映画の中盤、鎌倉の家に三人姉妹の母が訪ねてくるシーンがあります。
古くなってしまったこの家を売ってはどうか、と考えなしに言う母に長女は激怒するのですが、後にそのことを巡って次女と口論になり、家には気まずい空気が流れます。さらに一連のやりとり見ていたすずは、自分の母は姉たちの母から父を奪ってしまったのであり、奥さんがいるひとを好きになった自分の母はよくなかったと長女に嘆きます。長女は、結果としてすずを傷つけてしまったことを謝ります。そして、翌日あらためて訪ねてきた母とともに祖母のお墓参りに行き、駅まで送り届けるなかで、とりあえずの和解とでもいった空気が流れます。
これら一連のやりとりはほぼ原作通りで、原作でも映画でも山場のひとつになっているのですが、じつは、ある描写が映画からは省かれています。

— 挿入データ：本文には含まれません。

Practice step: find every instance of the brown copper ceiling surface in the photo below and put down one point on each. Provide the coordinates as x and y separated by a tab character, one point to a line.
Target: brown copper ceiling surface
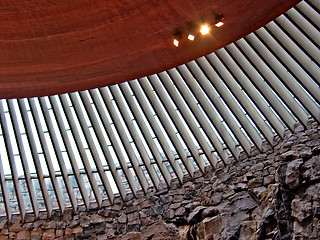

お墓参りにいった母は、祖母の墓石にむかって「私、とうとうお母さんが望むような娘にはなれなかった」と言います。それを聞いた長女は「母もまた『母』である前に娘だったのだ」(モノローグ)と気付くのです。原作中でも大仰なシーンではなくささやかな描写ですが、ここがあるかないか、の違いはとても重要です。
私は、映画と漫画は根本的に別物だと考えているので、原作に忠実でないこと、あるいはモノローグを使用しないことを問題にしたいのではありません。私が指摘したいのは、このような「親と子の関係のありかた」が是枝監督の作品には一貫して欠けているということなのです。
ざっくりまとめると、是枝監督作品には徹底して「よき家族になるためにはどうすればよいか」という考えが貫かれている(それは前作のタイトルが『そして父になる』であることからも明白です。これはずばり「よい父になる」という意味でしょう)。他方、吉田秋生さんには「家族とはなにか」という考えが根底にあります。このふたつは一見似ているようで、まったく別のものだということです。
「よき家族」という世界観にとらわれている以上、世界は家族の外を出ることはありません。なので、映画版『海街diary』では、母はあくまでその家族の母でしかなく、娘になることはできません。
しかし、「家族」とは、ごく素朴に考えてみると、個人/ひとりの人間の集まりであり、それは個人=孤独が集まって、絆=家族を作り上げる場所ではないでしょうか。それは、ひとりひとりの過去と現在の「絆」でもあり、母が娘である事実と繋がるはずです。
吉田秋生さんは、デビュー作から一貫して孤独な人間たちを見つめ続け、そこにかすかな希望を感じさせることで、世界を描いてきました。一方で、映画『海街diary』は、可能なかぎり「孤独」を排除しようとしているように思えます。その仲良し姉妹のユートピアをクソだと言ってこき下ろす気はないのですが、この映画から伝わってきたことは、若くて可愛い女の子たちがきゃーきゃー騒いでるだけの二時間だな、ってことでしたとさ。